Stephon Clark’s family wants supporters to back new bill

Stephon Clark protesters will not face charges, district attorney says
Stevante Clark via CNN
Stephon Clark

The family of Stephon Clark are angry over the decision not to charge the police officers who shot and killed him last year.

But they’re also clear about what they want their supporters to do next: Support the passage of a new bill that would ensure no other California family has to suffer the same fate.

In a statement released Saturday on behalf of the Clark family, a close family friend called for supporters to advocate for the passage of Assembly Bill 392, which would change police use of force policies and require officers to attempt de-escalation prior to using lethal force.

“Stephon would be alive today if the officers had followed this policy,” Jamilia Land, who’s also a member of the California Families United for Justice, said in the statement.

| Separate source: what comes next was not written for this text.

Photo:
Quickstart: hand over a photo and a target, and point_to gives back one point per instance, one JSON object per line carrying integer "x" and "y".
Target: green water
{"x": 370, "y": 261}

“So would Mario Woods and Oscar Grant and Alex Neito and Sahleem Tindle and Willie McCoy and far too many others, mostly young men of color,” Land added, referring other some of the people who have been shot and killed by police in recent years.

Clark, who was black, was killed last year after Sacramento officers responded to a report that a man had broken car windows and was hiding in a backyard. Officers ultimately chased Clark into his grandmother’s backyard, where they told him to stop.

He was about 30 feet away when officers fired, prosecutors said Saturday. He was unarmed.

What the bill does

AB 392, also known as the California Act to Save Lives, is California Assemblymember Shirley Weber’s latest effort to curb deadly shootings involving the police.

Weber began addressing the issue before Clark’s death, she told CNN last year, and she’s written similar bills in past state legislative sessions, but they didn’t pass the legislature to become law.

Current law in California says deadly force by an officer is justifiable if a suspect has committed a felony and is fleeing or resisting arrest, according to a legislative digest of AB 392, and that such action is reasonable.